First of all thanks to the community for helping me out. So I am running up against an issue that I can’t quite figure out how to address. I am currently writing a program in R and in Stan that looks at mediation with latent variables. I am running in to an issue with keeping it flexible and general. I have figured out how to send a variable number of mediators to Stan, but I am getting stumped by sending a non constant number of indicators per mediator. For example I have the code running if I want to send 4 or 5 or 6 mediators with a constat number of indicators such as all of the mediators have 4 indicators or 10 mediators.
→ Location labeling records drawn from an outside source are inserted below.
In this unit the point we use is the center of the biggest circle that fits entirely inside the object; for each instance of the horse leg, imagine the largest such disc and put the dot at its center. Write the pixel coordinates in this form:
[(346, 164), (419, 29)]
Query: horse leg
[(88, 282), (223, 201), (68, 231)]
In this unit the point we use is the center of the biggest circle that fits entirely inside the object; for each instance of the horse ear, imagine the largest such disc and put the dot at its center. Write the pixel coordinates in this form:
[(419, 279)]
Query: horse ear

But I am not sure on how to handle if the first 2 mediators have 5 indicators and the rest of them have 3 indicators. I have one work around, but I am very dubious of the execution. Check out a snippit of my code:
Rcode
# Looping Indicators
ni = 5 # Sample size indicator
ji = 2 # Mediator count indicator
fli = 1 # Factor Loading indicator
ci = 1 # Class Indicator
# Simulation Conditions
set.seed(1234) # Set seed for reproducibility
N = c(50,100,250,500,1000) # Sample Sizes Investigated
J = c(5,7) # Number of mediators investigated
K = c(5,5,5,5,5,3,3) # Number of indicators per mediator
Km = max(K) # Maximum K value
lambda_fl = c(0.8,0.5) # Factor Loading Strengths Investigated
L = lapply(K, function(k) rep(lambda_fl[fli], k))
L1 = rep(c(lambda_fl[fli]), times = J[ji]) # First Factor loadings
beta_a = c(.59,.36,.11,0,0,0.36,0) # Mediator regression strengths from X to Mi.
beta_b = c(.59,.36,.11,0,0,0,0.36) # Mediator regression strengths from Mi to Y.
beta_c = 0 # Direct X to Y regression strength
......
stan_data <- list(N = N[ni], J = J[ji], K = K, Km = Km, L1 = L1,
I = I_list,
X = med_data$X,
Y = med_data$Y)
Stan Code
data {
int<lower=1> N; // Number of observations
int<lower=1> J; // Number of mediators
array[J] int<lower=1> K; // Number of indicators per mediator
int<lower=1> Km; // Largest number of indicators on a single mediator
vector[J] L1; // First Factor Loadings L1; // Factor Loadings
array[J] matrix[N, Km] I; // Indicator data for mediators
vector[N] X; // Independent variable
vector[N] Y; // Dependent variable
}
parameters {
vector[J] beta_a; // Regressions of X on M[J]
vector[J] beta_b; // Regressions of M[J] on Y
real beta_c; // Regression of X on Y
matrix[J,Km] lambda_I; // Indicator loadings of M[J]
matrix<lower=1e-20>[J,Km] sigma_I; // Std dev of indicators
vector<lower=1e-20>[J] sigma_M; // Std dev of mediators
real<lower=1e-20> sigma_Y; // Std dev of Y
matrix[N,J] M; // Latent scores for Mediators
}
model {
// Priors
for(j in 1:J){
for (k in 1:K[j]) {
sigma_I[j, k] ~ cauchy(0, 2.5); // Indicator standard deviations
lambda_I[j, k] ~ normal(0, 10); // Indicator factor loadings
}
beta_a[j] ~ normal(0, 10); // Regressions from X to M[j]
beta_b[j] ~ normal(0, 10); // Regressions from M[j] to Y
sigma_M[j] ~ cauchy(0, 2.5); // Standard deviations for M[j]
}
beta_c ~ normal(0, 10); // Regression from X to Y
sigma_Y ~ cauchy(0, 2.5); // Standard deviation for Y
The problem comes with the declaration of the data I, and parameters lambda_I and sigma_I. So I currently have this being declared as matrices where the dimensions are set to the largest number of indicators per mediator. The problem that I have with this is then there are like ghost columns for the smaller number of indicators and I think that that will have issues with respect to Stan utilizing priors on those values and affect the calculations. I feel like I have all of the info that I need to be able to have an array of matrixes of variable size for my I data, but I cannot figure out how to do it. I have the data simulated correctly in R, and my code runs smooth if the number of indicators (variable K) is constant per mediator. Let me know if you would like to see some more of the code.